In the log-Gaussian Cox process, the mean number of events in cell \(s_{ij}\) is given by the integral of the intensity over the cell,
\(\Lambda_{ij}=\int_{s_{ij}} exp(\eta(s))ds\), and
this integral can be approximated by
\(\Lambda_{ij} \approx |s_{ij}| exp(\eta_{ij})\),
where \(|s_{ij}|\) is the area of the cell \(s_{ij}\).
Then, conditional on the latent field \(\eta_{ij}\),
the observed number of locations in grid cell \(s_{ij}\),
\(y_{ij}\), are independent and Poisson distributed as follows:
\[y_{ij}|\eta_{ij} \sim Poisson(|s_{ij}| exp(\eta_{ij})).\]
In our example, we model the log-intensity of the Poisson process as
\[\eta_{ij} = \beta_0 + \beta_1 \times cov(s_{ij}) + f_s(s_{ij}) + f_u(s_{ij}).\]
Here \(\beta_0\) is the intercept,
\(cov(s_{ij})\) is the covariate at \(s_{ij}\), and
\(\beta_1\) is the coefficient of \(cov(s_{ij})\).
`f_s()`

is a spatially structured random effect reflecting unexplained variability that can be specified as a second-order two-dimensional CAR-model on a regular lattice.
`f_u()`

is a unstructured random effect reflecting independent variability in cell \(s_{ij}\).
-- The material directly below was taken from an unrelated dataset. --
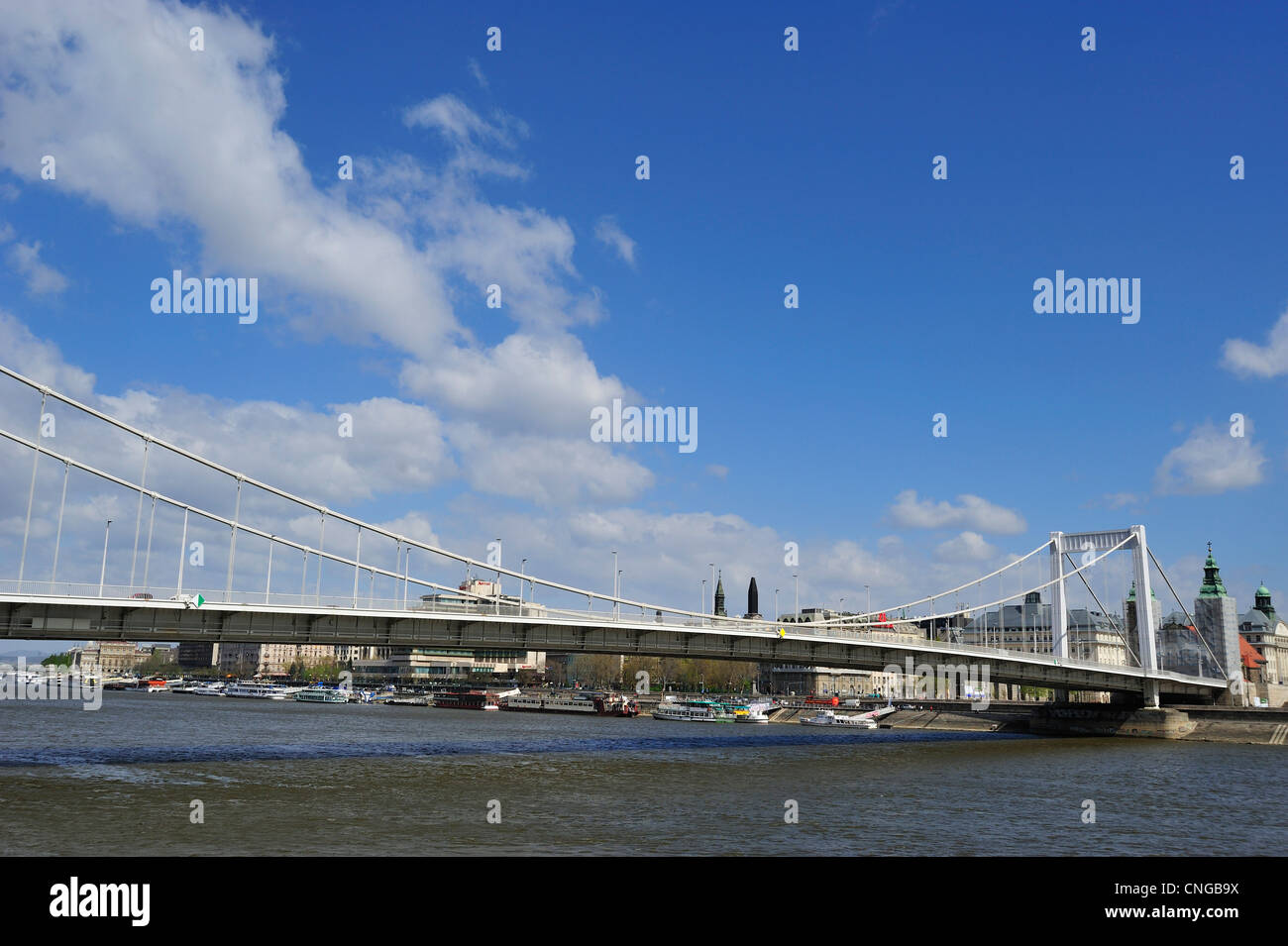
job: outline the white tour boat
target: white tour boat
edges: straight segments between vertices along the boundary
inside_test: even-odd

In order to fit the model, we create a regular grid that covers the region of Costa Rica.
First, we obtain a map of Costa Rica using the `ne_countries()`

function of the **rnaturalearth** package (South 2017). In the function we set `type = "countries"`

, `country = "Costa Rica"`

and `scale = "medium"`

(`scale`

denotes the scale of map to return and possible options are small, medium and large).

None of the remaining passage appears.